Lob für den Naturschutz. Positive Bewertung / Die blau-gelben Naturschutzprojekte werden über die Grenzen des Landes anerkannt. Am Kamp, in der Wachau und in den March-Thaya-Auen entstehen Folgeprojekte.

Von Tina Wessig. Erstellt am 05. Mai 2014 (12:24)
NOEN, Frank
Die Unteren March-Auen als Musterbeispiel für geglückte Maßnahmen. Foto: Frank
Da werden längst vergessene Donau-Seitenarme renaturiert, Grünkorridore für Wildtierwanderungen eröffnet und seltene Tierarten in ihren Beständen geschützt. Niederösterreichs Ambitionen in Sachen Naturschutz machen von sich reden: Die Europäische Kommission hat die in den letzten Jahren abgeschlossenen LIFE-Naturschutz-Projekte jüngst untersucht. Das Resultat: Alle in NÖ umgesetzten Projekte sind äußerst positiv bewertet worden.
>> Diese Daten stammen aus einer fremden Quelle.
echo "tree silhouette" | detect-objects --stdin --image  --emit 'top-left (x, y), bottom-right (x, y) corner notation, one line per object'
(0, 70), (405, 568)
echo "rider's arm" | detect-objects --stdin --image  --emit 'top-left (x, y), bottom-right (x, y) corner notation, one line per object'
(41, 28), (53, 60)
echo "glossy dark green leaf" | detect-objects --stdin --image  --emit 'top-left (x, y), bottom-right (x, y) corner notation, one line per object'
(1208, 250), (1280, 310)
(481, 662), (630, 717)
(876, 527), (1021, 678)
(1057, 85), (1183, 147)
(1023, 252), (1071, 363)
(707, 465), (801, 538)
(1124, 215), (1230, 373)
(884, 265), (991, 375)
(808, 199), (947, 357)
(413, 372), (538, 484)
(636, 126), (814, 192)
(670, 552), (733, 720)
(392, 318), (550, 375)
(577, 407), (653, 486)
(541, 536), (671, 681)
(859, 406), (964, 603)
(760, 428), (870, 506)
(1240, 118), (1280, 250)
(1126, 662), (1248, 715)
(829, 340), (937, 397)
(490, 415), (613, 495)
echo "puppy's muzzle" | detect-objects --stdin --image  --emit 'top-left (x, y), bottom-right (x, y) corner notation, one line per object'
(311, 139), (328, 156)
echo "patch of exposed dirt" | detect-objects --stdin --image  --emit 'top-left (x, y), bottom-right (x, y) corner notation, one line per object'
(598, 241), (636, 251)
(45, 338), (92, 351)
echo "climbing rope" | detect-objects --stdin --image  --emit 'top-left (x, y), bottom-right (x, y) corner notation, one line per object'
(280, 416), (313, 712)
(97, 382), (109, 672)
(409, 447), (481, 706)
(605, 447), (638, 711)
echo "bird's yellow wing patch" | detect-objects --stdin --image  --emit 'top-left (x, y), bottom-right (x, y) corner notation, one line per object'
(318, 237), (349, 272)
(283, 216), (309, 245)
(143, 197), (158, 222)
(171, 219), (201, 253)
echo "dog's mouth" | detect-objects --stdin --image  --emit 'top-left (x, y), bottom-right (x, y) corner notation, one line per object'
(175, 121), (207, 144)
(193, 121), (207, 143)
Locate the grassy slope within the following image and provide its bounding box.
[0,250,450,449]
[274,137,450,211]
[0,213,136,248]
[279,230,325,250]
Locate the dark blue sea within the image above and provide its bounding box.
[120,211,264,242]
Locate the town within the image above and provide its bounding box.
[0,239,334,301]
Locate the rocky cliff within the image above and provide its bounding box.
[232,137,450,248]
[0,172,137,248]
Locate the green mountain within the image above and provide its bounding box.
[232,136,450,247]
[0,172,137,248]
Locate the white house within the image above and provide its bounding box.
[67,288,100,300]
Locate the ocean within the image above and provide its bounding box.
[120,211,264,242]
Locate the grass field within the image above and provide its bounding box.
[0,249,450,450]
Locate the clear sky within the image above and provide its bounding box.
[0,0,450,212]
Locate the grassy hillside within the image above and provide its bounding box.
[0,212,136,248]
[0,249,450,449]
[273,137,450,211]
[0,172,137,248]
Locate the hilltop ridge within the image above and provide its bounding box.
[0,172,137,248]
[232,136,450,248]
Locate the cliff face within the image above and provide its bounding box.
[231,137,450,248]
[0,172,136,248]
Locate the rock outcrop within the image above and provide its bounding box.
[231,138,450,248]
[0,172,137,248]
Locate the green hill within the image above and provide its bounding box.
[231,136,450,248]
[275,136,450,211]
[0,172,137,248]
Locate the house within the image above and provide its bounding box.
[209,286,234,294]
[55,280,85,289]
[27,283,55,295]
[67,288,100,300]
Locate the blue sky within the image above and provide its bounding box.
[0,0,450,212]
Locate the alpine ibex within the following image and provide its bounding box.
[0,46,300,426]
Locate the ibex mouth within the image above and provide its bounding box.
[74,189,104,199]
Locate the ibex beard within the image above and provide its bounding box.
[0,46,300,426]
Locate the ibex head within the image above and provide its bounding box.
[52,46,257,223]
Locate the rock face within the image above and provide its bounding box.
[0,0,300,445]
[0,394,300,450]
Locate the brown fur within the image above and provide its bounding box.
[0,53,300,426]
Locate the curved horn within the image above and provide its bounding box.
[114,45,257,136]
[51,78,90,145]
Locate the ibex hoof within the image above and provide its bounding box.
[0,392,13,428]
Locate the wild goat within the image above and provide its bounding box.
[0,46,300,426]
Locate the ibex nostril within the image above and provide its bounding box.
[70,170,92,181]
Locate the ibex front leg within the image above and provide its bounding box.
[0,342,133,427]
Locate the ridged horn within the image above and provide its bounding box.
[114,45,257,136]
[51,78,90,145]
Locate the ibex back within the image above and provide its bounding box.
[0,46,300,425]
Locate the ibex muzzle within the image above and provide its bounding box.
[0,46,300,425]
Lebensräume für gefährdete Arten

„Wir freuen uns über die europaweite Anerkennung unserer Naturschutzbemühungen und setzen weitere Maßnahmen, um die Naturraumqualität in Niederösterreich zu verbessern“, sagt Naturschutz-Landesrat Stephan Pernkopf. Immerhin seien im Zuge des EU-Naturschutz-Förderprogramms LIFE bislang 21 Projekte mit einem Volumen von 80 Millionen Euro verwirklicht worden.

Im Rahmen von „Auenwildnis Wachau“ etwa sollen bis 2020 rund 50 Hektar Auwaldbereiche zu Naturschutzgebieten werden, auf denen keine forstliche Nutzung mehr stattfindet; stattdessen sollen sie Lebensräume für gefährdete Arten wie Bechsteinfledermaus, Seeadler und Schwarzstorch werden.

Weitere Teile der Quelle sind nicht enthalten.